Willkommen bei tutorials.de!

Geh mal unten auf den mittleren Tab "Fehlgeschlagene Übertragungen", dort müsste in der letzten Spalte der Grund stehen.

Gruß javaDeveloper2011


----------



## hmfan (12. Februar 2012)

Danke, aber da steht nichts......


----------



## René1 (13. Februar 2012)

du musst darauf achten, dass die Datei die als Startseite angezeigt werden soll index.html heißt.


----------



## Chris_ist_online (21. Februar 2012)

Das Uploaden war warsch. schon richtig, aber Word-Dokumente kann der Browser nicht lesen.

(evtl. kannst du uns die Loggs offen legen?!)

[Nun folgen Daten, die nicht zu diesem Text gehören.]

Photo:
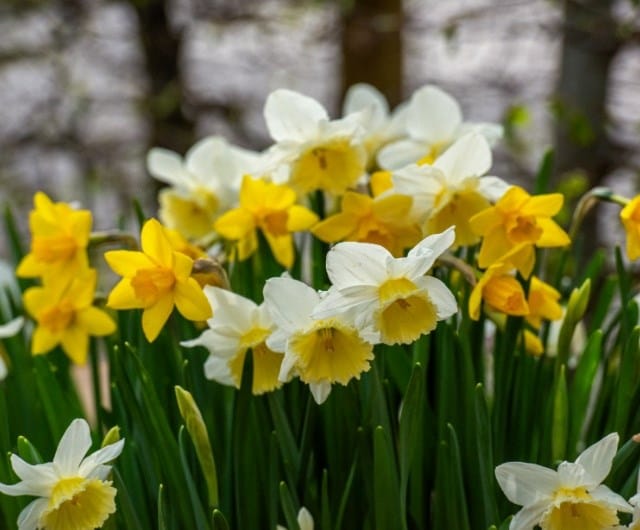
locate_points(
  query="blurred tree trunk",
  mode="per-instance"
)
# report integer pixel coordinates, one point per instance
(170, 128)
(589, 45)
(372, 46)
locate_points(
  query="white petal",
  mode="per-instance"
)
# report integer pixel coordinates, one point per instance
(230, 309)
(529, 516)
(30, 515)
(221, 342)
(287, 367)
(470, 156)
(167, 166)
(493, 188)
(435, 244)
(217, 369)
(597, 459)
(434, 116)
(44, 473)
(604, 494)
(401, 153)
(11, 328)
(292, 116)
(74, 444)
(290, 302)
(440, 295)
(524, 483)
(320, 391)
(101, 456)
(357, 264)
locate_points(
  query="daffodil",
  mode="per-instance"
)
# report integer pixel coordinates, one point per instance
(305, 521)
(392, 296)
(630, 217)
(500, 289)
(453, 189)
(202, 186)
(65, 316)
(238, 326)
(155, 280)
(320, 351)
(543, 303)
(73, 491)
(270, 208)
(571, 498)
(519, 219)
(384, 220)
(320, 153)
(59, 238)
(433, 122)
(380, 126)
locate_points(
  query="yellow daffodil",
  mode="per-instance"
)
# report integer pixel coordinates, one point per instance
(73, 491)
(390, 296)
(433, 123)
(543, 303)
(453, 189)
(65, 315)
(238, 326)
(571, 498)
(630, 217)
(155, 280)
(518, 219)
(59, 238)
(270, 208)
(202, 186)
(320, 154)
(499, 288)
(320, 351)
(383, 220)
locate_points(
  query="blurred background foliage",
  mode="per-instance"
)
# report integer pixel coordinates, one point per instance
(88, 86)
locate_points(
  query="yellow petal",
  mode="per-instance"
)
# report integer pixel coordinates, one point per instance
(122, 296)
(235, 224)
(155, 244)
(75, 343)
(300, 218)
(95, 321)
(543, 205)
(127, 262)
(154, 317)
(43, 341)
(191, 301)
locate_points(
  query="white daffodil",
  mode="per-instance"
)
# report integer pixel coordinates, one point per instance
(202, 186)
(571, 498)
(7, 330)
(320, 351)
(305, 521)
(434, 122)
(319, 153)
(453, 189)
(73, 491)
(380, 126)
(391, 296)
(237, 326)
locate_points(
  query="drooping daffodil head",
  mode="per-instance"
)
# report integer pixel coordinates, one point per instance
(570, 498)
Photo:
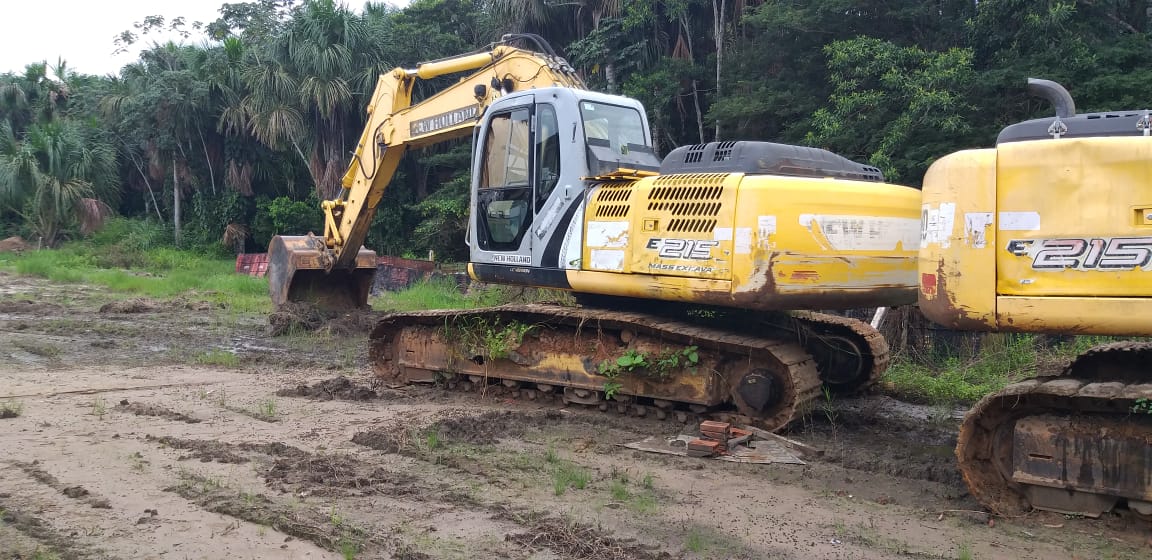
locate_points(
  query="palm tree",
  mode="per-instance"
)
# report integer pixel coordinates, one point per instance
(305, 89)
(58, 174)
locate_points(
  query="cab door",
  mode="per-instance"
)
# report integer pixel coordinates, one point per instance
(502, 194)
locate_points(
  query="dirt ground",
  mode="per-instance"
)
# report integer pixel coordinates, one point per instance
(175, 429)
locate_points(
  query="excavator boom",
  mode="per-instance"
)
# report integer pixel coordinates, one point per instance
(334, 272)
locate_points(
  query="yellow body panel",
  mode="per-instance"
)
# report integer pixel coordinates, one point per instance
(959, 241)
(1066, 244)
(756, 241)
(1074, 217)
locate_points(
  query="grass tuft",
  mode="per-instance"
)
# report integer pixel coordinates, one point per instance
(135, 265)
(964, 381)
(10, 409)
(218, 357)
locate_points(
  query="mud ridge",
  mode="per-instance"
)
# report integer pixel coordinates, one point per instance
(575, 539)
(65, 546)
(76, 492)
(142, 409)
(209, 451)
(336, 388)
(28, 307)
(894, 446)
(301, 523)
(295, 317)
(148, 305)
(289, 469)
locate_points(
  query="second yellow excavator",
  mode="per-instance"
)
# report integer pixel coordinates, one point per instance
(699, 274)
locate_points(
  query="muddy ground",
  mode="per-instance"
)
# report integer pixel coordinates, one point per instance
(174, 429)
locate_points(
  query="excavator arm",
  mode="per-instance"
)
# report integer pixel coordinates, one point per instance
(335, 271)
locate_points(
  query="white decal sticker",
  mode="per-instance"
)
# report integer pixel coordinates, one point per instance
(607, 234)
(765, 226)
(1020, 221)
(551, 217)
(864, 233)
(570, 248)
(975, 228)
(513, 258)
(607, 259)
(743, 240)
(937, 224)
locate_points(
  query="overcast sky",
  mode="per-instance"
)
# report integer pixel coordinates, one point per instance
(82, 31)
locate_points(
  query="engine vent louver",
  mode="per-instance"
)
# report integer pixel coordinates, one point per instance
(694, 201)
(612, 199)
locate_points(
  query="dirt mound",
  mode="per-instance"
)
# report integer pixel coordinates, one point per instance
(477, 429)
(134, 305)
(304, 317)
(380, 440)
(876, 440)
(141, 409)
(330, 475)
(146, 305)
(202, 449)
(28, 307)
(340, 388)
(14, 244)
(487, 428)
(575, 539)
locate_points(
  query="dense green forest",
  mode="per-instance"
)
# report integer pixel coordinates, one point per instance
(228, 142)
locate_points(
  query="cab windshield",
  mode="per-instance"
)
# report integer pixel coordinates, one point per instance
(612, 126)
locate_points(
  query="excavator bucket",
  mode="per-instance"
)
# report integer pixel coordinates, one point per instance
(297, 274)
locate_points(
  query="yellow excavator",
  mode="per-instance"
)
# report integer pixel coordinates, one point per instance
(699, 275)
(1051, 232)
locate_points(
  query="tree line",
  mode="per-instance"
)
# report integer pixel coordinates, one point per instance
(236, 138)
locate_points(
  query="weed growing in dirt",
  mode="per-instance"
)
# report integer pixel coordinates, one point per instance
(99, 408)
(144, 271)
(649, 482)
(42, 349)
(43, 554)
(619, 490)
(567, 475)
(705, 542)
(444, 293)
(10, 409)
(963, 380)
(138, 463)
(964, 552)
(218, 357)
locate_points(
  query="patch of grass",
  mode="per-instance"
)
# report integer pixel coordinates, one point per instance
(99, 408)
(10, 408)
(569, 475)
(706, 542)
(265, 410)
(964, 552)
(1002, 360)
(963, 381)
(218, 357)
(43, 349)
(619, 490)
(127, 265)
(442, 293)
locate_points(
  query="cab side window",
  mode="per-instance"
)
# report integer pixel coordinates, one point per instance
(547, 153)
(506, 191)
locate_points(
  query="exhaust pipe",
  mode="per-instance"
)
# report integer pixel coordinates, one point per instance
(1055, 93)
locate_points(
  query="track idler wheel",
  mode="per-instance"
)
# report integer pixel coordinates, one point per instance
(757, 392)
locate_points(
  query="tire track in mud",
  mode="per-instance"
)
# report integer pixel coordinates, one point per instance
(48, 542)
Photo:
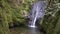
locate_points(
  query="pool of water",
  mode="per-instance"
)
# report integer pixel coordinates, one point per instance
(25, 30)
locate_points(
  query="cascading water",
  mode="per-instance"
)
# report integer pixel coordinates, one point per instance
(37, 11)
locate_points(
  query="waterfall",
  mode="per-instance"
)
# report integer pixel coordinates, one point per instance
(37, 11)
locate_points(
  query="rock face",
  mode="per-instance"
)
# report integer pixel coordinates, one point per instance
(37, 11)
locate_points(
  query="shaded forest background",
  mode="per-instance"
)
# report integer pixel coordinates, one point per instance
(13, 11)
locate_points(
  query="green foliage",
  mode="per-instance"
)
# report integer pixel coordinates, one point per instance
(15, 10)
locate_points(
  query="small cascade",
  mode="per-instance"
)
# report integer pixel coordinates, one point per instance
(37, 11)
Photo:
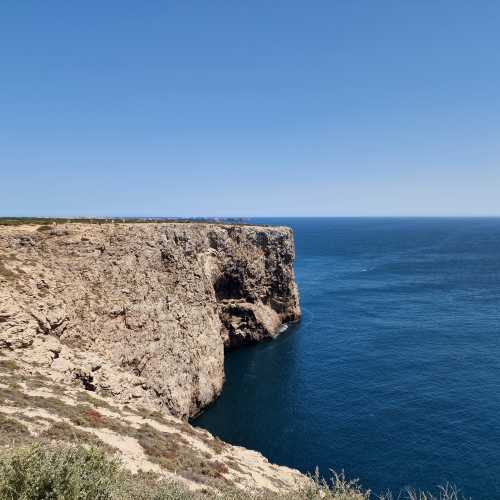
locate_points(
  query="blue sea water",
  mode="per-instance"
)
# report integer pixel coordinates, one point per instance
(393, 374)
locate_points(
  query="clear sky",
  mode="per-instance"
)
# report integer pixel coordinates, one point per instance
(188, 108)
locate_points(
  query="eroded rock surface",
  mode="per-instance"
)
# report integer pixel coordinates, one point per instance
(143, 311)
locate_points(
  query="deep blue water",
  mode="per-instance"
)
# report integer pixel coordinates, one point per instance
(393, 374)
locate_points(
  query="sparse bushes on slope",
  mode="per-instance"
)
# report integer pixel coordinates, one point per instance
(62, 472)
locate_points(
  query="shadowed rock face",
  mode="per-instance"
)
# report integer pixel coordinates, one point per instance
(144, 311)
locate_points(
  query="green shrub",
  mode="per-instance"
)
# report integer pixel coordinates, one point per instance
(64, 472)
(57, 473)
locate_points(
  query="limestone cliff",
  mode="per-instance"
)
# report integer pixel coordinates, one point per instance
(143, 311)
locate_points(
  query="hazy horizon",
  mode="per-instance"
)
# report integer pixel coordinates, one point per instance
(337, 109)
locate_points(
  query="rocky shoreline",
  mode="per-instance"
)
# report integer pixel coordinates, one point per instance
(140, 315)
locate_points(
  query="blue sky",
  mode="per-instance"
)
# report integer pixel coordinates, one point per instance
(250, 108)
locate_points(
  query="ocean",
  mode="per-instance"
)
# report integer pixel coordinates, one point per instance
(393, 373)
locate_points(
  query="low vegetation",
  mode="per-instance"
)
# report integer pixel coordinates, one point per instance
(45, 223)
(69, 472)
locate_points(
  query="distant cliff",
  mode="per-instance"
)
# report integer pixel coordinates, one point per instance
(143, 311)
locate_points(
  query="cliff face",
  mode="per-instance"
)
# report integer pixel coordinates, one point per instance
(143, 311)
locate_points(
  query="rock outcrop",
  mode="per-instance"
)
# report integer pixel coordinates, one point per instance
(143, 312)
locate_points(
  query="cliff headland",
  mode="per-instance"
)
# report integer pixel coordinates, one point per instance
(117, 331)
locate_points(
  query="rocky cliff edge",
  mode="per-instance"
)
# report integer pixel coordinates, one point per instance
(143, 312)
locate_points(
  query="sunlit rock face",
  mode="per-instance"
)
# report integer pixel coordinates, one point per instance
(144, 311)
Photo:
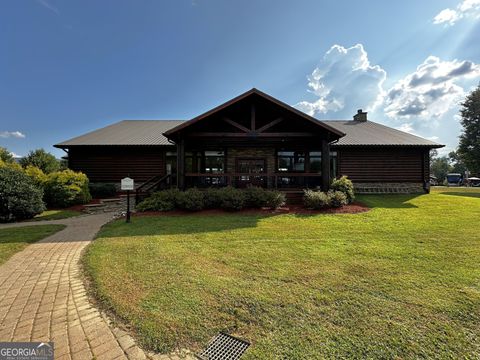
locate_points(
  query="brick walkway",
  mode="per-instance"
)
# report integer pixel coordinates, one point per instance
(43, 298)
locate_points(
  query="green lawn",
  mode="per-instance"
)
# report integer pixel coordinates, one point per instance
(13, 240)
(56, 215)
(400, 281)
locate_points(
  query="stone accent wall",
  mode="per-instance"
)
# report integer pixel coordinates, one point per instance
(388, 188)
(251, 153)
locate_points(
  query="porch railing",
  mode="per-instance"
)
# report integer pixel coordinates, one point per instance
(270, 180)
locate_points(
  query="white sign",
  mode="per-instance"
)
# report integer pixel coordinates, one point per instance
(127, 184)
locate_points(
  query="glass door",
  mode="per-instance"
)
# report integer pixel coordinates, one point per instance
(250, 172)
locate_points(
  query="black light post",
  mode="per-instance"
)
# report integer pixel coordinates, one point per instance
(128, 206)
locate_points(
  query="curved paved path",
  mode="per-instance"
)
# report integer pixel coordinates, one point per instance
(43, 298)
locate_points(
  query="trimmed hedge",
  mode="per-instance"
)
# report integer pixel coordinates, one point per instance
(344, 185)
(37, 175)
(315, 200)
(337, 198)
(227, 198)
(232, 199)
(191, 200)
(20, 198)
(66, 188)
(160, 201)
(102, 190)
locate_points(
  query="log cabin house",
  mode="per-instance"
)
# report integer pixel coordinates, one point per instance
(254, 139)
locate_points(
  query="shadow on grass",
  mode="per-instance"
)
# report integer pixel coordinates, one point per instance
(462, 193)
(389, 201)
(185, 224)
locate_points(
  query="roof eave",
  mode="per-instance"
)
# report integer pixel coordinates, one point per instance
(177, 128)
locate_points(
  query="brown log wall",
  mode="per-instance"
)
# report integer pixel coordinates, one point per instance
(111, 164)
(383, 164)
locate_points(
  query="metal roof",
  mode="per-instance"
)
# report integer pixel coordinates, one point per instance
(150, 132)
(126, 132)
(364, 133)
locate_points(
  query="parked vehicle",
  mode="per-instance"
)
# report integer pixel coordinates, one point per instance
(473, 181)
(454, 179)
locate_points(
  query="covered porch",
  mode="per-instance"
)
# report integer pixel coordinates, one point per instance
(253, 140)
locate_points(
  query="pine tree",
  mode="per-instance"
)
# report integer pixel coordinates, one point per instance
(469, 148)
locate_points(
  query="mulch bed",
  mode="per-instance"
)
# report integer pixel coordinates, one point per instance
(354, 208)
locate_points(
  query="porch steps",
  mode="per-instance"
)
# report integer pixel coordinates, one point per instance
(117, 205)
(294, 197)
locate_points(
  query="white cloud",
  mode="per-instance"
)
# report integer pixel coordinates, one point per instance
(431, 90)
(467, 8)
(15, 134)
(49, 6)
(15, 156)
(424, 102)
(344, 78)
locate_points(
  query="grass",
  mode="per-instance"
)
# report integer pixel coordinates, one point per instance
(13, 240)
(399, 281)
(56, 215)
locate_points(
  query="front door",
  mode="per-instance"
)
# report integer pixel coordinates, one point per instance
(250, 172)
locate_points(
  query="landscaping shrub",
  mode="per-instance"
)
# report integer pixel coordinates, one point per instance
(344, 185)
(315, 199)
(212, 198)
(165, 200)
(255, 197)
(102, 190)
(191, 200)
(20, 199)
(41, 159)
(232, 199)
(337, 198)
(66, 188)
(274, 199)
(37, 175)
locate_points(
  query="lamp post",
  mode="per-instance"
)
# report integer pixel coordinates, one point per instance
(127, 184)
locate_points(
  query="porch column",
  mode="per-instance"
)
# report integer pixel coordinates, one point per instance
(325, 165)
(181, 164)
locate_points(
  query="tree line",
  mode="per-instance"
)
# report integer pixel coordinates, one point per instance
(467, 155)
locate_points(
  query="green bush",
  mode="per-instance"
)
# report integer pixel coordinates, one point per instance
(20, 198)
(102, 190)
(232, 199)
(255, 197)
(66, 188)
(315, 199)
(337, 198)
(191, 200)
(37, 175)
(41, 159)
(165, 200)
(212, 198)
(344, 185)
(274, 199)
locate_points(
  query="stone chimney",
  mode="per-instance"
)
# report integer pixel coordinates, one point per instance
(360, 116)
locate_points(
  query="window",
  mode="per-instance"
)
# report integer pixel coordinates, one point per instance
(193, 162)
(333, 164)
(214, 162)
(171, 162)
(315, 161)
(291, 161)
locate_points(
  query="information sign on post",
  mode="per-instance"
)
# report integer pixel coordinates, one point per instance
(127, 184)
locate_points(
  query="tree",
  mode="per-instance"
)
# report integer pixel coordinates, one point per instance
(440, 167)
(5, 155)
(456, 161)
(41, 159)
(469, 148)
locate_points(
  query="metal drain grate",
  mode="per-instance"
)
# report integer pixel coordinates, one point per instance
(224, 347)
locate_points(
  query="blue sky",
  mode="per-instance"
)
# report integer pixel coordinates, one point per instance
(68, 67)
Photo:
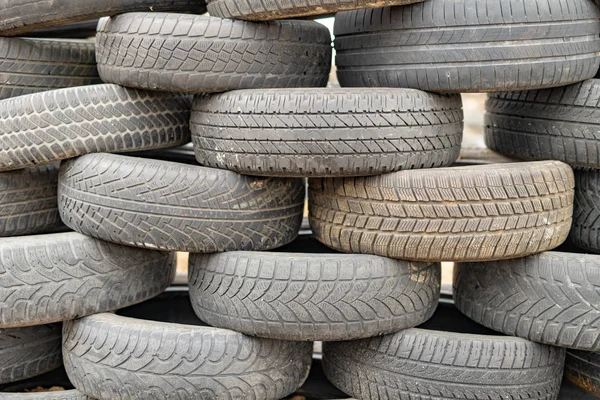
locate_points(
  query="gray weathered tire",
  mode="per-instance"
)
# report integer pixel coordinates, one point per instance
(551, 298)
(37, 65)
(259, 10)
(206, 54)
(312, 296)
(474, 213)
(110, 357)
(469, 45)
(30, 351)
(170, 206)
(326, 132)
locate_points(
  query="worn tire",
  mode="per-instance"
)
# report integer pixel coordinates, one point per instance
(37, 65)
(258, 10)
(206, 54)
(169, 206)
(110, 357)
(448, 214)
(469, 45)
(312, 296)
(27, 352)
(326, 132)
(61, 124)
(22, 16)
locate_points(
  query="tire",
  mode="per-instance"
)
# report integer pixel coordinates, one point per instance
(312, 296)
(27, 352)
(66, 123)
(474, 213)
(469, 45)
(462, 363)
(169, 206)
(583, 369)
(28, 203)
(551, 298)
(21, 16)
(205, 54)
(258, 10)
(326, 132)
(37, 65)
(110, 357)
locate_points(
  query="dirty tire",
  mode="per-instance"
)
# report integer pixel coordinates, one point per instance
(21, 16)
(259, 10)
(474, 213)
(27, 352)
(28, 203)
(61, 124)
(551, 298)
(37, 65)
(550, 124)
(110, 357)
(170, 206)
(326, 132)
(312, 296)
(469, 45)
(206, 54)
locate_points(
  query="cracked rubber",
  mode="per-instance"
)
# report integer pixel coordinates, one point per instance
(469, 45)
(27, 352)
(37, 65)
(21, 16)
(111, 357)
(326, 132)
(551, 124)
(61, 124)
(57, 277)
(473, 213)
(186, 53)
(312, 296)
(259, 10)
(171, 206)
(551, 298)
(28, 202)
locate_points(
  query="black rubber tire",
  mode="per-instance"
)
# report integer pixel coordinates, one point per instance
(259, 10)
(550, 124)
(27, 352)
(326, 132)
(474, 213)
(206, 54)
(312, 296)
(583, 369)
(110, 357)
(37, 65)
(169, 206)
(551, 298)
(61, 124)
(469, 45)
(22, 16)
(28, 203)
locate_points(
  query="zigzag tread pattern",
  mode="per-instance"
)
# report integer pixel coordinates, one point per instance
(108, 356)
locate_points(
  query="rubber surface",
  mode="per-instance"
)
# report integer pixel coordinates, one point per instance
(27, 352)
(551, 124)
(169, 206)
(37, 65)
(186, 53)
(22, 16)
(448, 214)
(258, 10)
(469, 45)
(66, 123)
(111, 357)
(312, 296)
(326, 132)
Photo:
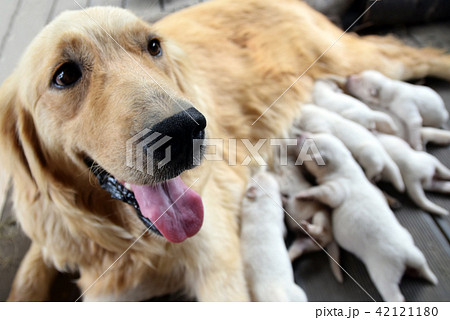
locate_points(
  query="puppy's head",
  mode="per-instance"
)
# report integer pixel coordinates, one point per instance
(97, 87)
(369, 86)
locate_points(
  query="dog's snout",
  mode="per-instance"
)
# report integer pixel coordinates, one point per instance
(183, 126)
(182, 132)
(198, 123)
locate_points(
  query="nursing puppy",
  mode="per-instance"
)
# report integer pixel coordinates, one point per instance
(362, 221)
(328, 95)
(364, 146)
(420, 170)
(415, 105)
(266, 261)
(308, 217)
(83, 89)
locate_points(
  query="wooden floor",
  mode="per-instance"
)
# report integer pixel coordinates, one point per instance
(21, 20)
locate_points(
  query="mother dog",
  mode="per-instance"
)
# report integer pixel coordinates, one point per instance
(94, 79)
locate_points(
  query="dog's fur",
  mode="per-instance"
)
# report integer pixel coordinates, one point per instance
(361, 219)
(364, 146)
(328, 95)
(231, 68)
(267, 265)
(420, 171)
(414, 105)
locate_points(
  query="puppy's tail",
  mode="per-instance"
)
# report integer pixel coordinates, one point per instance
(384, 123)
(392, 174)
(434, 135)
(335, 260)
(417, 194)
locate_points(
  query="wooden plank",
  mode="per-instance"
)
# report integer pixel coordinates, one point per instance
(313, 274)
(5, 183)
(31, 17)
(63, 5)
(436, 35)
(13, 246)
(442, 153)
(149, 10)
(7, 17)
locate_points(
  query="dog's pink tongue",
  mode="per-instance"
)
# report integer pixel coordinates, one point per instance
(172, 207)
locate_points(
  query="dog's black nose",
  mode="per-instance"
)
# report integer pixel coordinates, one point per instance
(183, 126)
(183, 133)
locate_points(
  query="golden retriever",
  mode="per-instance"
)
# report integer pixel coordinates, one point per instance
(92, 80)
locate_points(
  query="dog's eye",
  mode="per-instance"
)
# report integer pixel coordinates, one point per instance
(154, 47)
(66, 75)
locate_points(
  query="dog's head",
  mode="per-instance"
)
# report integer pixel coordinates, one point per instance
(96, 89)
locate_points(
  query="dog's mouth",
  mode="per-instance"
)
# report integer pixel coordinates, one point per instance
(169, 209)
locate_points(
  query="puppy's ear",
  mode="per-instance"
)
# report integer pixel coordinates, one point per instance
(19, 145)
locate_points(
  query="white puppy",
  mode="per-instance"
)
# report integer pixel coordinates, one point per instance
(326, 94)
(299, 212)
(364, 146)
(362, 221)
(420, 171)
(266, 261)
(415, 105)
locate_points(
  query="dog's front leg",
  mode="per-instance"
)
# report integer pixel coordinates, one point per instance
(34, 277)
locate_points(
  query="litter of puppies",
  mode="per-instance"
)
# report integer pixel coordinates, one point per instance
(376, 134)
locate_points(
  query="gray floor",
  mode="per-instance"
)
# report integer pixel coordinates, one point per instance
(21, 20)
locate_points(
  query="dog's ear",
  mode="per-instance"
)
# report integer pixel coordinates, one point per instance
(20, 147)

Du musst hierfür den Text als HTML-Text umformatieren. 


Der nun neue Quellcode wird dann keine sofort sichtbaren Formatierungen haben, sondern durch Zeichen wie <b> formatiert. Hierfür empfehle ich dir Bücher (für HTML und CSS) zu lesen.

Wie mein Vorredner bereits gesagt hatte: Die Datei dann "index.html" nennen 


Gruß


----------



## DexXxtrin (23. Februar 2012)

Und darauf achten, dass sie im richtigen Verzeichnis abgelegt ist...


----------